Virginia overrun by sports betting applicants; Massachusetts casinos get territorial


Half of Virginia’s sports betting applicants are going to go home disappointed while Massachusetts casinos want to ensure online-only operators find no favor in their state.

On Thursday, the Virginia Lottery announced that it was reviewing 25 applications for the minimum four/maximum 12 mobile sports betting permits available under the state’s wagering legislation. The identities of these applicants weren’t disclosed, but the lucky recipients will be selected by January 31, 2021.   

That dirty dozen licensees doesn’t include applications “tied to certain major league sports franchises” that call Virginia home. (Since the state has no such entities at present, do its two NASCAR racetracks count?) It does include applications by the four casinos authorized this spring by voters in the cities of Bristol, Danville, Norfolk and Portsmouth.

As the Lottery previously explained, preference will be given to operators with US market experience (and success), along with applicants’ capacity to generate revenue and new jobs, and which at least attempt to attract investors “that are minority individuals.”

Lottery exec director Kevin Hall said the number of “national and international” betting operators seeking Virginia licenses was a validation of the state’s regulatory regime. Betting licensees will pay a $250k upfront fee, another $200k at the end of three years, plus 15% tax on betting revenue.


Further up the eastern seaboard, two of Massachusetts’ three casino operators are lobbying state legislators to restrict sports betting permits to land-based casino licensees, although they appear willing to leave the door ajar for the Boston-based DraftKings.

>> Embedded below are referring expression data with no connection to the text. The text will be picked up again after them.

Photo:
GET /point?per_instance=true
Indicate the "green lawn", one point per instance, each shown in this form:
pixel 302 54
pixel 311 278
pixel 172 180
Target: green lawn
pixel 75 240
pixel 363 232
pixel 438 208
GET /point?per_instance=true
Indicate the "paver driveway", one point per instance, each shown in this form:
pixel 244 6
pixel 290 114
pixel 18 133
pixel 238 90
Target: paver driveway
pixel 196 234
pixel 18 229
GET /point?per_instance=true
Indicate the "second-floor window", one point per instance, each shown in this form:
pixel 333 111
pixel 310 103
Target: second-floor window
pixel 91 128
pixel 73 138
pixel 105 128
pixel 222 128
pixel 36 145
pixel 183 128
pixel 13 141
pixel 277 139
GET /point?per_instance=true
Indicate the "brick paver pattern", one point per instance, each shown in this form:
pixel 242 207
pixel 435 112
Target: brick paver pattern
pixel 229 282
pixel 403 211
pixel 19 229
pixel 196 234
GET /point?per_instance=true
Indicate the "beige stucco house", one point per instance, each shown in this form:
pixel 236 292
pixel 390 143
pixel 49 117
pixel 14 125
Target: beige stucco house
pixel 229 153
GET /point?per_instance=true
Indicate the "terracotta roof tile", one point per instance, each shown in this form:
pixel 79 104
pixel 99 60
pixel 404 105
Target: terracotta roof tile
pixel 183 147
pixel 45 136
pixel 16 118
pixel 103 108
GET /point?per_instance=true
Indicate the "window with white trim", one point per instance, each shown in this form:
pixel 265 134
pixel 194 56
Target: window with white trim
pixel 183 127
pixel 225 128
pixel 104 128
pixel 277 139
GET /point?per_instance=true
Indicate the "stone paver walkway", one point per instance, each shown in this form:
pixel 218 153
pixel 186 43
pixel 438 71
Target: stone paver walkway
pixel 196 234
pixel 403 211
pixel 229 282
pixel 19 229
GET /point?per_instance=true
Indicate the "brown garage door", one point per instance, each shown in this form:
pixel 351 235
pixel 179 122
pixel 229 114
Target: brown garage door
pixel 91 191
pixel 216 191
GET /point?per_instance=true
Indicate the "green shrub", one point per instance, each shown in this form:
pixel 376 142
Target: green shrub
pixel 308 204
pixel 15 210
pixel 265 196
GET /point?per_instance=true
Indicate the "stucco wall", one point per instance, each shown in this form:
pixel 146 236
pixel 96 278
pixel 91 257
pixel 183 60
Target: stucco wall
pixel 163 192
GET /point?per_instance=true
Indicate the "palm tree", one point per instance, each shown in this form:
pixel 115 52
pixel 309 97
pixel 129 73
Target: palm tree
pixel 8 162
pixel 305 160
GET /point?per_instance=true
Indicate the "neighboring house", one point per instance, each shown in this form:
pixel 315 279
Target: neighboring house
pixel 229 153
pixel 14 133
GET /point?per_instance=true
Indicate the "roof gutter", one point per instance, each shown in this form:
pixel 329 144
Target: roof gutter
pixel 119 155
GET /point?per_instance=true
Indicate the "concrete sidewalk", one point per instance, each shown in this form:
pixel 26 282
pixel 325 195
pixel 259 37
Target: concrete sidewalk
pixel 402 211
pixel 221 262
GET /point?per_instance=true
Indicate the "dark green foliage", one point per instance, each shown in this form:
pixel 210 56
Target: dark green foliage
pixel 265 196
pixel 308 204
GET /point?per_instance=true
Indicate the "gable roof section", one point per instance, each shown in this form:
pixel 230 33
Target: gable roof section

Local media reported that Penn National Gaming and Wynn Resorts, which respectively operate Plainridge Park Casino and Encore Boston Harbor, wrote lawmakers last month, claiming that companies which “make actual investments in Massachusetts, assume legitimate risk and incur costs” should be the only ones to offer betting.

Similarly, “automatic windfalls in industries or interests which assume no new costs, risks or obligations … are not only harmful to the gaming industry’s interests but even more so to the overall public interest.”

That said, the two casinos say they might not object to legislators authorizing a single online-only license to an operator “headquartered in Massachusetts and has a majority of their employees located in the Commonwealth.”

The debate is currently moot, as the state’s latest betting legalization effort came to naught this summer and the sand is rapidly running out of the current legislative hourglass, likely leaving this subject an open wound until 2021.